Pond Cabin, along with a nearby small, stark building where a person died while developing the nuclear bomb, is among a number of structures scattered in and around the modern-day Los Alamos National Laboratory that are being proposed as sites for a new national park commemorating the Manhattan Project.

It’s an odd place for a national park, many admit. Besides the fact that some of the sites are behind the gates to what is supposed to be one of the most secure research facilities in the world, nuclear critics have called the plan an expensive glorification of an ugly chapter in history.

“It is a debasement of the national parks idea,” Greg Mello, co-founder of the anti-nuclear watchdog Los Alamos Study Group, said when the Interior Department two years ago recommended creating national parks at Los Alamos, Hanford, Wash., and Oak Ridge, Tenn.

He remains opposed to the plan, saying it will not provide a comprehensive picture of the Manhattan Project, and he notes that extensive interpretative museums concerning development of the nuclear bomb already exist.

Supporters, however, note that good or bad, the Manhattan Project transformed history. And they argue that key sites that have not already been bulldozed should be preserved and the public should be allowed to visit them.

“It isn’t glorifying anything,” says Ellen McGehee, historical facilities manager for LANL. “It’s really more a commemoration. … History is what it is. We can’t pick and choose what’s historically significant.”

The Park Service, she said, would help people learn about the controversies, the people, and the social, political and military legacy surrounding the development of nuclear weapons.

“There are a lot of emotions rolled up in this story,” she said. “That’s why the Park Service is the best entity to tell this story. They can approach it as an outsider. They have no real interest in how it is told. They can tell it from a national perspective.”

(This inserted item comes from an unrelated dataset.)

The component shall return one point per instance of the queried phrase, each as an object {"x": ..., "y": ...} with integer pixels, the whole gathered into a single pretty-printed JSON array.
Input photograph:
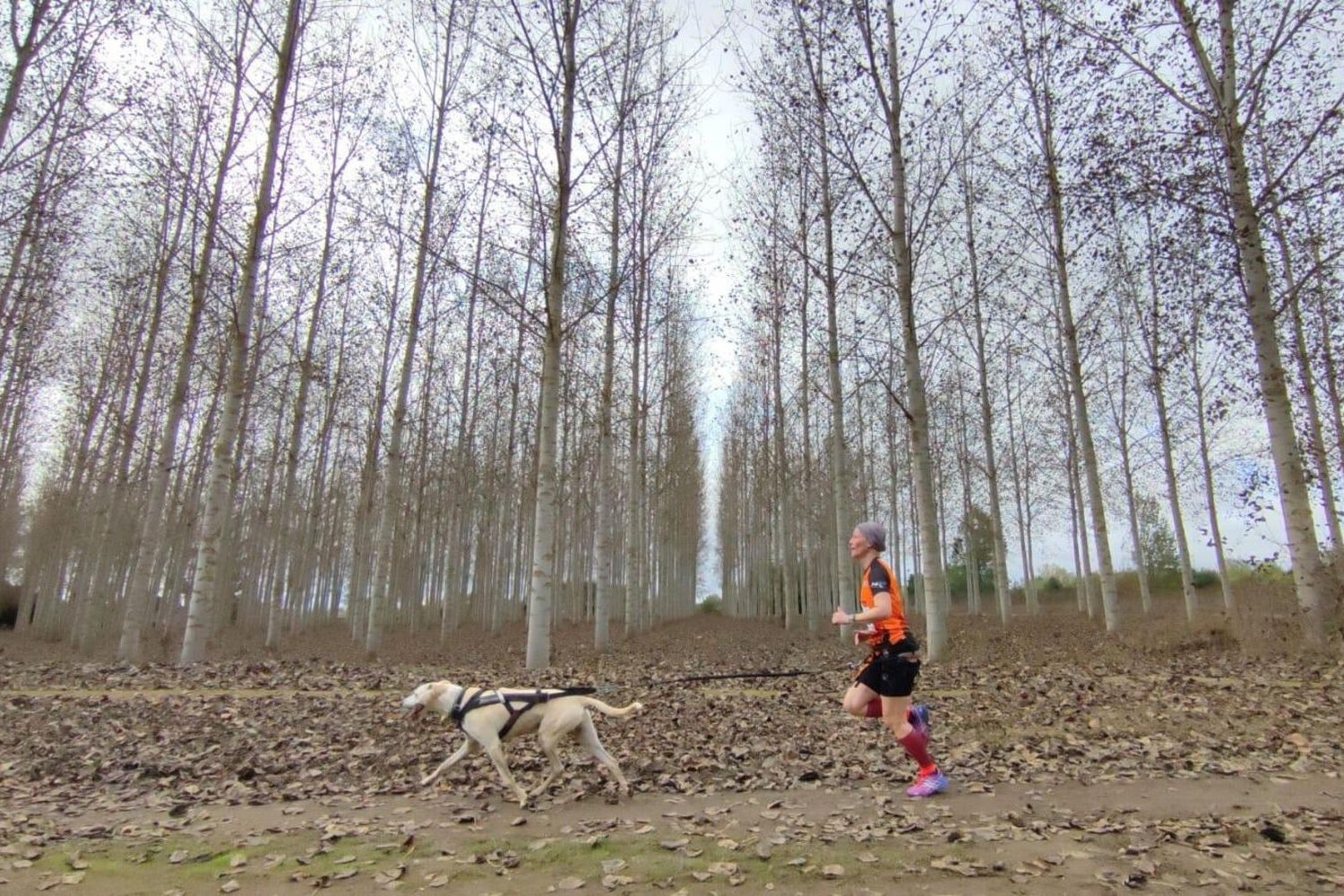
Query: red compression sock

Among the proposed park’s biggest supporters are lab workers such as McGehee. Since an act was passed in 2004 to study creation of such parks, she has been working to help identify and preserve areas in town and within lab property to include.

Potential park properties include some buildings in downtown Los Alamos, a town essentially created to support the lab, as well as 17 buildings in six “industrial sites” within the lab’s fence. They include the V-site, where the first atomic bomb to be detonated at the Trinity Site was assembled, as well as the areas where the Little Boy and Fat Man nuclear bombs that were dropped on Hiroshima and Nagasaki, respectively, were assembled.